Nah, he just wants to bring some cookies and chips.
I wonder who could that be? Oh, right. It was my mind-reading baby, Angel.
"Fine." I said to Gazzy. Fang suddenly walked and sat next to me.
"Think it's time we have dinner, huh?" he asked, looking at me. His blue and mesmerizing eyes were just so – comforting. His hand held mine as I nodded.
"Great, I'm starving. Could we go to the Italian & Mexican Restaurant across the shopping mall? Akila and I are in the mood for nachos and pizza." Total said as he turned towards Akila and smiled. And if you didn't know, Total is a dog. Yes, he's also a mutated creature and like us, he also has wings. Akila is just a normal dog that Total is simply nuts about.
"Umm… I don't think they let pets into restaurants." Iggy said.
"That's animal discrimination!" Total said.

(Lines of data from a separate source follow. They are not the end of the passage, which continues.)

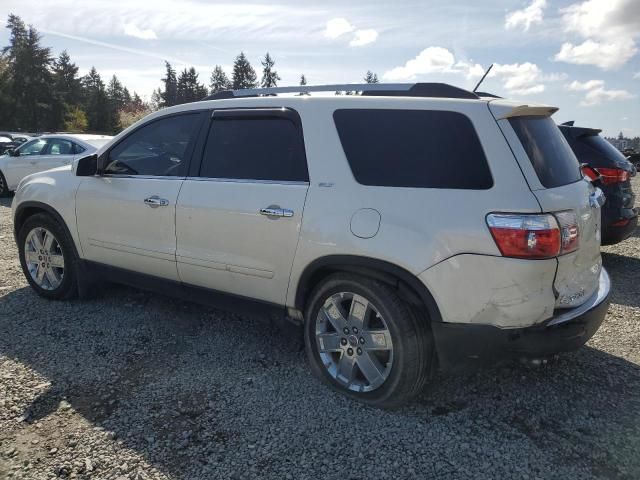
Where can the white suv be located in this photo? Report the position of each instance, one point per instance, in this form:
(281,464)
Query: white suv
(408,228)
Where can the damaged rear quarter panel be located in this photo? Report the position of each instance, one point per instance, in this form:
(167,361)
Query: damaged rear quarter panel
(488,290)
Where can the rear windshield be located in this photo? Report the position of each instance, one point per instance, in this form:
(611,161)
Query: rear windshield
(413,148)
(605,148)
(550,154)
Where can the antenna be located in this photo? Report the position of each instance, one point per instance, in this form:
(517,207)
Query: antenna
(483,77)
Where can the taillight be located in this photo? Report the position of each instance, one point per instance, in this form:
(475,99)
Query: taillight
(569,231)
(524,235)
(535,235)
(609,176)
(589,172)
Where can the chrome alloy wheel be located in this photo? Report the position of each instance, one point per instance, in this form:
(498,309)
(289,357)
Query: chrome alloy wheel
(44,258)
(354,342)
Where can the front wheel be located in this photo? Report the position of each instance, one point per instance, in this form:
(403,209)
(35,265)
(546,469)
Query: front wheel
(366,342)
(47,257)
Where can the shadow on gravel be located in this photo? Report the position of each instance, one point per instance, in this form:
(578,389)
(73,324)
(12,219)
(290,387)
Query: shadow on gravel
(623,271)
(205,394)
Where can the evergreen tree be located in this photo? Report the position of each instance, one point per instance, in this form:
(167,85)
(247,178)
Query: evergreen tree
(67,91)
(189,89)
(270,77)
(96,103)
(371,77)
(219,81)
(244,76)
(170,94)
(29,81)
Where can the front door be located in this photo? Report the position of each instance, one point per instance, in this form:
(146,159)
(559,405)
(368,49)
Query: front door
(238,222)
(126,216)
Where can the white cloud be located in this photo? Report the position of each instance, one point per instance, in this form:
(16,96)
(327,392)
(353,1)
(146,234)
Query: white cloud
(605,55)
(577,86)
(600,95)
(336,27)
(517,78)
(527,16)
(596,92)
(609,29)
(133,30)
(430,60)
(363,37)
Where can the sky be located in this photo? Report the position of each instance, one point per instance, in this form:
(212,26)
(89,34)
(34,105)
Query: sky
(581,56)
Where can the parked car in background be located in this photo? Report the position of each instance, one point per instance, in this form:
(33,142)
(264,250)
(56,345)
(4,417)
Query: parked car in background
(371,221)
(43,153)
(610,171)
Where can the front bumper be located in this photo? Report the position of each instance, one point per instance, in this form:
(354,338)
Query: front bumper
(466,346)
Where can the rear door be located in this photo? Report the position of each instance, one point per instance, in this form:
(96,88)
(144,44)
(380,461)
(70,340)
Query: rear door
(239,215)
(554,176)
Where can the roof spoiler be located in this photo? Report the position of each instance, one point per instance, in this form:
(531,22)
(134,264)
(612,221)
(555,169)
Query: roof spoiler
(528,111)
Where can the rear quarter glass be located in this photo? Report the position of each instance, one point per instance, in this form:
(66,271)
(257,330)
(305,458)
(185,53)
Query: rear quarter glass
(549,152)
(413,148)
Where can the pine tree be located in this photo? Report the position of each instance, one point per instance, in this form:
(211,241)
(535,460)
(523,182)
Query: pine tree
(189,89)
(67,90)
(244,76)
(371,77)
(29,80)
(219,81)
(270,77)
(96,103)
(170,94)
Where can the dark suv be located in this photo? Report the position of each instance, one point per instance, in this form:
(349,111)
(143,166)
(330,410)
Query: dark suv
(610,171)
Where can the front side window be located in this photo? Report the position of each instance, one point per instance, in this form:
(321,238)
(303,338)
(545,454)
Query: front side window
(413,148)
(159,148)
(34,147)
(59,146)
(255,148)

"Hey, what about we buy a take-away and eat at the benches near the mall? I heard that there would be a street performance today." Nudge said, smiling. Well, how can I disappoint Nudge? Of course I agreed. So we went out and made our way to the restaurant. Fang and I went to buy the food while the rest of the flock went to find a good spot to eat and watch the performance. Well I have to say, the food in restaurants are freaking expensive. How was I supposed to know that 7 boxes of nachos, 2 boxes of Hawaiian pizza, 6 cokes and two mineral water cost more than what mom gave us yesterday? Great. So now I had to think of something.
"Umm…. But it's okay, you can have this for free." the cashier said. I stared wide-eyed. Okay. This has gotta be a joke. I bet once we take the food that guy will suddenly fire and AK-47 or something from his arm. Or, he would turn into an Eraser or – who could have guessed? – Angel was right behind me.
Don't worry. I've got it covered.
Angel. Again. I gave her the I'm-glad-you-helped-but-you-shouldn't-have-done-that kind of look. She smiled at me. Oh, bother. She would always be my baby. And I swear I saw Fang gave Angel a smirk. So we took the food and Angel led us to where the rest of the flock was. Total and Akila barked happily. I bet the people around us were thinking: Why the heck are two dogs eating pizza and nachos? Then the street performers came and they performed cool stunts like spinning a stick with fire and all other wacky stuff. Then a there was a gunshot. People started to scream and run. Iggy screamed. He'd been shot by someone wearing a black jacket, black sunglasses, black pants, black shirt and black shoes. Welcome to my life.